It’s been weeks since I managed to upset a large enough contingent to get the nasty comments flowing, like smoke from an Icelandic volcano. So I figured it was about time to get things going again and what better topic than Windows 7?
Let me state up front that Win 7 works for a lot of people, including some of my coworkers. It just isn’t playing well with me.
I initially ran Windows 7 Professional in a virtual machine, just to see it work. Since it seemed to behave, I put it on a physical machine (32 bit Professional). I had a ton of issues within days. My boss thought it was broken because I turned Aero off so I didn’t have any exploding graphics.
Then there were the programs that didn’t want to work. One network monitor flatly refused to cooperate until I ran it as administrator. The entire OS was horribly laggy. When I re-enabled Aero, per some polite (and impolite) suggestions, I watched some sort of advanced acid trip on my multiple monitor setup. My coworkers were most impressed.
To give it a fair shot, I ordered a Dell machine with Windows 7 preinstalled (64bit Professional). This wasn’t laggy, which made me very happy. Unfortunately it too developed all sorts of interesting little issues, the final one being the inability to stop a program or process via the Taskbar or Process Explorer 64 bit (Sysinternals). I had to reboot, which took forever.
I don’t have a good relationship with Microsoft. It’s certainly not for lack of trying though… I wanted 7 to be solid, stable, and a workable OS. After all, it’s going out on the floor for everyone, so it had better be.

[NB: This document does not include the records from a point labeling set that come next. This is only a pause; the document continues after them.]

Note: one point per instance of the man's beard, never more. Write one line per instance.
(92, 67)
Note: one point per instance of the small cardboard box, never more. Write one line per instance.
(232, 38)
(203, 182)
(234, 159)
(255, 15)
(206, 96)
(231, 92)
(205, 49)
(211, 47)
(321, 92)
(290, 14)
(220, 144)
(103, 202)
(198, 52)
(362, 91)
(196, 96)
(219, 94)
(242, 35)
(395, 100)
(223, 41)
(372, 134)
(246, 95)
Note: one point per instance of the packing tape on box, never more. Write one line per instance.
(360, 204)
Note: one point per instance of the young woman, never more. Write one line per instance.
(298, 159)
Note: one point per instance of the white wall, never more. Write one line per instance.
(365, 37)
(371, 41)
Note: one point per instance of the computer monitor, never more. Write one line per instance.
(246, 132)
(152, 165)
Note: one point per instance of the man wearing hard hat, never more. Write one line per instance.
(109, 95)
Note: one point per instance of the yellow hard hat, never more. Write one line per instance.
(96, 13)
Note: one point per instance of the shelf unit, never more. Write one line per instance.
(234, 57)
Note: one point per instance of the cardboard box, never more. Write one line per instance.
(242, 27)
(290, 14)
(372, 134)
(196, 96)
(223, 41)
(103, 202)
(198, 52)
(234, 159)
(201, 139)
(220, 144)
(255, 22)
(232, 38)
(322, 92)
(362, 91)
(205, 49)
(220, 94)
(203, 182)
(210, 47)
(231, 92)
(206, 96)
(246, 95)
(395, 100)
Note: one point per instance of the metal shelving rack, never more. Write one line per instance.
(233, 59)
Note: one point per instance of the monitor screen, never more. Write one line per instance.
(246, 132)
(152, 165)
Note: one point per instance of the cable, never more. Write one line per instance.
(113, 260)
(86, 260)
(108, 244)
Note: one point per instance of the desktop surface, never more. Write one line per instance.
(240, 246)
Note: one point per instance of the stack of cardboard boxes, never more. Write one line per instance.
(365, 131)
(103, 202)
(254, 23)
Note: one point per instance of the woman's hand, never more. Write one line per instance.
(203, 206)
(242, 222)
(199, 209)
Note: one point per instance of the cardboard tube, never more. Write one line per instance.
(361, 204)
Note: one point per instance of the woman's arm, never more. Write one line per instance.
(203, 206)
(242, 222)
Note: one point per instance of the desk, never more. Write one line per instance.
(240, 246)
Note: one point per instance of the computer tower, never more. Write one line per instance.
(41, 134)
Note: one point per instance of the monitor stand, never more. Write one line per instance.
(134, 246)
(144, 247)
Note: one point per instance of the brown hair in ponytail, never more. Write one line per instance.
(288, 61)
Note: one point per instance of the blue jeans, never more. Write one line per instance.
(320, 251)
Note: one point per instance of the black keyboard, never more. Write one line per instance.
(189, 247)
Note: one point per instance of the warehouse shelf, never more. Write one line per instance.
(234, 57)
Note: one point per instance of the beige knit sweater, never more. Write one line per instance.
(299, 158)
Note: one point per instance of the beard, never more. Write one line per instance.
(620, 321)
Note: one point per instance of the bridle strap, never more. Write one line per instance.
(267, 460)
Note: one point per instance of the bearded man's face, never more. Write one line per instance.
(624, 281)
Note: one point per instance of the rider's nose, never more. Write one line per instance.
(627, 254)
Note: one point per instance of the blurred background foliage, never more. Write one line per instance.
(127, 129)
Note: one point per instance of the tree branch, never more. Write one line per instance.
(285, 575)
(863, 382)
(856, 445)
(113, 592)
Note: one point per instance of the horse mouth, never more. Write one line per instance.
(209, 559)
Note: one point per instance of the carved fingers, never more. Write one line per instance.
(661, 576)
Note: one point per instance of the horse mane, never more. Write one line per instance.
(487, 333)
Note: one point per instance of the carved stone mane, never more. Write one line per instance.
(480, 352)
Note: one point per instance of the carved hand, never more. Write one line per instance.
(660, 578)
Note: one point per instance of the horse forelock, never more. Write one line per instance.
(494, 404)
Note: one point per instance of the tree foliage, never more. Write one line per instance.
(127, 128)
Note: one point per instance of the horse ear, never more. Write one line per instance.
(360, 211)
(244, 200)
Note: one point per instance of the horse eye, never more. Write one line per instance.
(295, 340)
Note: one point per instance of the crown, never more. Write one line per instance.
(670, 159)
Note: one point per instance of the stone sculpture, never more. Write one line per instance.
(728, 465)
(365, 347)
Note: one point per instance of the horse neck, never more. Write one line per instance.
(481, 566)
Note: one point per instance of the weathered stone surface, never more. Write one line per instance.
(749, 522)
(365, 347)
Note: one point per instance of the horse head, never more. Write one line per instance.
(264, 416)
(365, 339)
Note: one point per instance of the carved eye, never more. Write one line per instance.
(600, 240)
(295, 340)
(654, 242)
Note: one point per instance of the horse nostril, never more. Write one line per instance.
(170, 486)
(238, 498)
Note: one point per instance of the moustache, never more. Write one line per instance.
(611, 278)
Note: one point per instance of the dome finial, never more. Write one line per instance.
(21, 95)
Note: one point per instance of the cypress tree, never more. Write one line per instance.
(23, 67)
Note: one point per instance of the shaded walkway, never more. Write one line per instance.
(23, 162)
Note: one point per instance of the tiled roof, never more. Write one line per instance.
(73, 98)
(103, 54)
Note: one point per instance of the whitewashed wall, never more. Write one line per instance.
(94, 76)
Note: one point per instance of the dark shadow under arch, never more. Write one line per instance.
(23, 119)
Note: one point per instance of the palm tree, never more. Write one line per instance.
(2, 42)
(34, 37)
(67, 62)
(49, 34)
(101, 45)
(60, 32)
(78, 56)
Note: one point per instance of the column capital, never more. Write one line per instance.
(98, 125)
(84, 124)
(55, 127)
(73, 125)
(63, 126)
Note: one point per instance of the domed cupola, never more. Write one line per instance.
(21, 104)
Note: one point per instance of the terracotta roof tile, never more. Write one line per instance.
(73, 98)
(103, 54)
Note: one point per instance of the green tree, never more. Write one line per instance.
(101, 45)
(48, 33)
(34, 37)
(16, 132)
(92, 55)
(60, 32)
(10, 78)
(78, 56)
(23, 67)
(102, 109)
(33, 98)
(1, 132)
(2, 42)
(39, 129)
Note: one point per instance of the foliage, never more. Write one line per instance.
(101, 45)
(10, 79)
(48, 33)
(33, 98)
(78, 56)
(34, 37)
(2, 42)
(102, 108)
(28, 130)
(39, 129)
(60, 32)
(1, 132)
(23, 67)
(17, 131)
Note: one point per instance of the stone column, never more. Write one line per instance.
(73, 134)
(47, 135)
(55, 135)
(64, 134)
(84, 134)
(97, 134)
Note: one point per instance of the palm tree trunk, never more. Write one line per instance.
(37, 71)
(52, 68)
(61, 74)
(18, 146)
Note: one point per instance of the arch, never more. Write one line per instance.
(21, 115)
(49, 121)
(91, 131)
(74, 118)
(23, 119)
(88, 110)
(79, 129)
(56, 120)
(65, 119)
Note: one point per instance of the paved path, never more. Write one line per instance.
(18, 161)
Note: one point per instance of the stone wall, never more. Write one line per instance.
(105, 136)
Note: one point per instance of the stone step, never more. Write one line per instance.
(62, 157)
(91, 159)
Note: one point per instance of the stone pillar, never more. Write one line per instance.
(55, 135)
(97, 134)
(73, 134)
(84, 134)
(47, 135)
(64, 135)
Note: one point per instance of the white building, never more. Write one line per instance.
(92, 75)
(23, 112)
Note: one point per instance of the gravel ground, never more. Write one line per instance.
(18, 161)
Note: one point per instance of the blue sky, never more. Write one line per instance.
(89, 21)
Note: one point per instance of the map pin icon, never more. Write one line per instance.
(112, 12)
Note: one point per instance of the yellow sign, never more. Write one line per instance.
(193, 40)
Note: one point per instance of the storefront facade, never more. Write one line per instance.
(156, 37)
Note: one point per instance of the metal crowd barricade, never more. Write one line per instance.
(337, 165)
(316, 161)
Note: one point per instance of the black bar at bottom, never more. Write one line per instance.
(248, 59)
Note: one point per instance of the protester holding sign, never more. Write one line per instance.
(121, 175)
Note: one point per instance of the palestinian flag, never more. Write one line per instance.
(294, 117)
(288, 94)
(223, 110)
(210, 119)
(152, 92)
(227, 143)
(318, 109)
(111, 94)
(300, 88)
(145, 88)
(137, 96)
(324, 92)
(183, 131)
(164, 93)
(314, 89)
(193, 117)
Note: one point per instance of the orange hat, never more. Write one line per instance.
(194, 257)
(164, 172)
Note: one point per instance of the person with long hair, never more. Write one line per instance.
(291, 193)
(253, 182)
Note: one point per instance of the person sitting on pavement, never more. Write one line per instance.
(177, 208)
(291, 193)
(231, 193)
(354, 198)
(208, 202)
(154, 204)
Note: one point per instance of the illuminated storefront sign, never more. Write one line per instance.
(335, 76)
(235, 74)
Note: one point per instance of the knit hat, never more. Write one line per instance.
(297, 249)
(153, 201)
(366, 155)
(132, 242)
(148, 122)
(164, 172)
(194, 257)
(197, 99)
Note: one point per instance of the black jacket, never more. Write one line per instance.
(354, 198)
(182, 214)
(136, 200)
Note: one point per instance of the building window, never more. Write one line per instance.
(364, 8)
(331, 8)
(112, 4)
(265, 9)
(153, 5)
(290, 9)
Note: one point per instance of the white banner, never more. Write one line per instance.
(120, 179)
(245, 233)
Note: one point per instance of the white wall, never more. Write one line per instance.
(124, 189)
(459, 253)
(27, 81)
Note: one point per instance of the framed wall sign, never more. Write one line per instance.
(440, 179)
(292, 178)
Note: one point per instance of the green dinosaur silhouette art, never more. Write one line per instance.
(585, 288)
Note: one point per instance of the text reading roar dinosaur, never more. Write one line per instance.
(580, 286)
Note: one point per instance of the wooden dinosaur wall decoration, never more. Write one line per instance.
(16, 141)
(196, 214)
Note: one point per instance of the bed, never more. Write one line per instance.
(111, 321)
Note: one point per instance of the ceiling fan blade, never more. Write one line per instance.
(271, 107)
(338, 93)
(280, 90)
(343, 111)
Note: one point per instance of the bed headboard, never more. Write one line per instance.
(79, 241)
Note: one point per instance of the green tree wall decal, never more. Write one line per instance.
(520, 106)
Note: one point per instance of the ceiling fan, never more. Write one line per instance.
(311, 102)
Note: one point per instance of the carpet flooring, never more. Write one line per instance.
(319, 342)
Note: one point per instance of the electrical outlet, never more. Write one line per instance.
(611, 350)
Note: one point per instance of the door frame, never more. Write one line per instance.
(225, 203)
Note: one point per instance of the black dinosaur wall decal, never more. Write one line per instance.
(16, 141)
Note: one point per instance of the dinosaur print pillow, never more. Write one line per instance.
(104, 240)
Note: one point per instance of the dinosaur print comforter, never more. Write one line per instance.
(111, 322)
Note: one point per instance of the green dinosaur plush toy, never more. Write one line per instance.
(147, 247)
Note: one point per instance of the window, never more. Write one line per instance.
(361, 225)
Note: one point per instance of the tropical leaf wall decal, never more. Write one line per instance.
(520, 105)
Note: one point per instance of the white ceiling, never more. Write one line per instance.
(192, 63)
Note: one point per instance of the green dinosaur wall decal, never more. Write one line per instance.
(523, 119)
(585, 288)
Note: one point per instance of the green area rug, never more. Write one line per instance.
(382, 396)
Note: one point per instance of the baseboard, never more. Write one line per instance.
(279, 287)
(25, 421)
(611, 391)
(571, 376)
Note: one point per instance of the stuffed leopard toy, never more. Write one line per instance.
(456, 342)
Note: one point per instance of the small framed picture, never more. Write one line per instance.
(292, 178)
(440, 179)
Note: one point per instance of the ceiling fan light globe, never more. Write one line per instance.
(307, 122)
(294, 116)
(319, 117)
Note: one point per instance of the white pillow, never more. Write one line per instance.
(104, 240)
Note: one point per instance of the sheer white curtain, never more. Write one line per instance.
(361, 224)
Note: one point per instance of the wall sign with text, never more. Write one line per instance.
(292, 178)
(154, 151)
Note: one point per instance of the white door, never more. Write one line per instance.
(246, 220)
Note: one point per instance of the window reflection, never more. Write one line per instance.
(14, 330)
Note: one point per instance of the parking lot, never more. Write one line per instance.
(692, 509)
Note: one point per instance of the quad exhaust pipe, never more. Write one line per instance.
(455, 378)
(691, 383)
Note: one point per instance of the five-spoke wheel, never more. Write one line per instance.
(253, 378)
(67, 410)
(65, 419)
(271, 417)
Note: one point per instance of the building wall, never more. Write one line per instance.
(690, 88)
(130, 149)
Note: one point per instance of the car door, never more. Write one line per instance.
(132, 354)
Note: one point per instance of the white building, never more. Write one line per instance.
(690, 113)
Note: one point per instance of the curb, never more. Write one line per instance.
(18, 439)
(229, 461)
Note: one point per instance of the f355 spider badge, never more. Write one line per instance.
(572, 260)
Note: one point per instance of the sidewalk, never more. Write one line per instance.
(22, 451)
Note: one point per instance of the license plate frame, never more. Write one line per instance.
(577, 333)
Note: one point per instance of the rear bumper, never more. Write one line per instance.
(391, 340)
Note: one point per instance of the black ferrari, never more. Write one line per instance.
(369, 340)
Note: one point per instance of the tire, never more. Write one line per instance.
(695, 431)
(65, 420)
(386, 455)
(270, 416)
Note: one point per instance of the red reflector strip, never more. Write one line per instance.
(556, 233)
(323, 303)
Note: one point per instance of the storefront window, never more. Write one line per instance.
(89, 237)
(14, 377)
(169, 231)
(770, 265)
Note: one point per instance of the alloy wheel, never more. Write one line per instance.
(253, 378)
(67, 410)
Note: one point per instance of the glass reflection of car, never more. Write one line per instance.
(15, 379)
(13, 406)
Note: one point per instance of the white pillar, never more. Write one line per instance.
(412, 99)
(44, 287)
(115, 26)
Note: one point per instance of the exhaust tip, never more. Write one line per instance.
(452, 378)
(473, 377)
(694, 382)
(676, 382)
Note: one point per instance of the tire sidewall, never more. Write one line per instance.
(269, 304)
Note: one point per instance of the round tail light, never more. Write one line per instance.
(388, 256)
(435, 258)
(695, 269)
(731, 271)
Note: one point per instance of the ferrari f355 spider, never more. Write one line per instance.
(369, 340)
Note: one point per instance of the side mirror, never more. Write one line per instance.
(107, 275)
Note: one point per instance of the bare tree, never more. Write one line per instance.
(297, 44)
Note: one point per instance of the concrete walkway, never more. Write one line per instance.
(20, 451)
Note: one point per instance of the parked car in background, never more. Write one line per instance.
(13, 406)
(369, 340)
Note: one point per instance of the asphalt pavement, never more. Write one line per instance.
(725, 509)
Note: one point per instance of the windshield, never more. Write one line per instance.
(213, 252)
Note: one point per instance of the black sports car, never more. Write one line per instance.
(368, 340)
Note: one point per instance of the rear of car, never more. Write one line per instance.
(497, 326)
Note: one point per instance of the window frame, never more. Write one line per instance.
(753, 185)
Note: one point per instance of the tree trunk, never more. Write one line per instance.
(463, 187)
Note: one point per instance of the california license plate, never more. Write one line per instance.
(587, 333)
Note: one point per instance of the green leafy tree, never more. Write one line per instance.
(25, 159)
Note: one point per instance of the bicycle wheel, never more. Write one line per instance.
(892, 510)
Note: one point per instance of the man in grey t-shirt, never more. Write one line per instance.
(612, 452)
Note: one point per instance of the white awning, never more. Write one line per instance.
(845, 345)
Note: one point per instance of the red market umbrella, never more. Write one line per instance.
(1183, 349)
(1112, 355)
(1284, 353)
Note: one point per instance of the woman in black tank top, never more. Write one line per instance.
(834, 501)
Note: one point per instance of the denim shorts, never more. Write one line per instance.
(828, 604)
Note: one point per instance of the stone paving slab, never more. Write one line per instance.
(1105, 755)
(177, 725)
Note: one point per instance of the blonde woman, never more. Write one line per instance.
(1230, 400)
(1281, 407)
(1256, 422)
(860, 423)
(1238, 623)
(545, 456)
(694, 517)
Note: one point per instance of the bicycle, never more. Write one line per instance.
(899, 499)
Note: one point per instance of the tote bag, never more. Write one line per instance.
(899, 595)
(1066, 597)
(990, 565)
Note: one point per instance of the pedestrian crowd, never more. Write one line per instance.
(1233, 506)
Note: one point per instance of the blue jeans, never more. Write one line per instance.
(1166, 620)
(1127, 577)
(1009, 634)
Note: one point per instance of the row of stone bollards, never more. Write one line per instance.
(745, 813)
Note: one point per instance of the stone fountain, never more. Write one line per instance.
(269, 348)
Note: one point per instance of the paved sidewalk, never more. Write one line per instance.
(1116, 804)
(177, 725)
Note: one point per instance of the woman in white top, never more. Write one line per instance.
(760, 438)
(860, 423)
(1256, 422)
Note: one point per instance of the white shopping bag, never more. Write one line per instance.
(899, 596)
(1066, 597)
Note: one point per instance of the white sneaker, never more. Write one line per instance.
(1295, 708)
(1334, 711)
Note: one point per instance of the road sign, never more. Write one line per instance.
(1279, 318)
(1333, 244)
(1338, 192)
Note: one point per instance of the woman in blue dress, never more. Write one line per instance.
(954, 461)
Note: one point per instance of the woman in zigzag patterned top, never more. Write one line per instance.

As of yesterday, there are no longer any versions of Windows on hardware. I am running 7 in a virtual machine (under VMplayer) on a linux box. Windows simply behaves much better virtually than physically. A perfect example of this is server virtualization. After virtualizing twenty five servers, all of the rebooting went away and they’re running flawlessly.
A WORD ABOUT VMPLAYER
I recently upgraded to VMplayer 3 and was very pleasantly surprised. It runs under Windows or linux and is free, so there’s no downside. VMware made some serious improvements to VMplayer to make operation easier for all concerned. You can now create a virtual machine right from VMplayer, whereas you used to have to jump through a few hoops to get everything together with the previous version. Player 3 even creates a virtual hard drive for you – all you need is a CD/DVD or ISO with the program you wish to install and you’re off. The programs asks you a few questions and creates everything you need.
VMplayer is the perfect solution when you want to try something out, like a different operating system. You can test out a different distribution of linux under linux or Windows. You can try different versions of Windows without disturbing the original OS.
Player doesn’t eat up much in the way of resources, even if the OS does. I run Windows XP in a virtual machine on a laptop with 256MB of RAM and it runs just fine.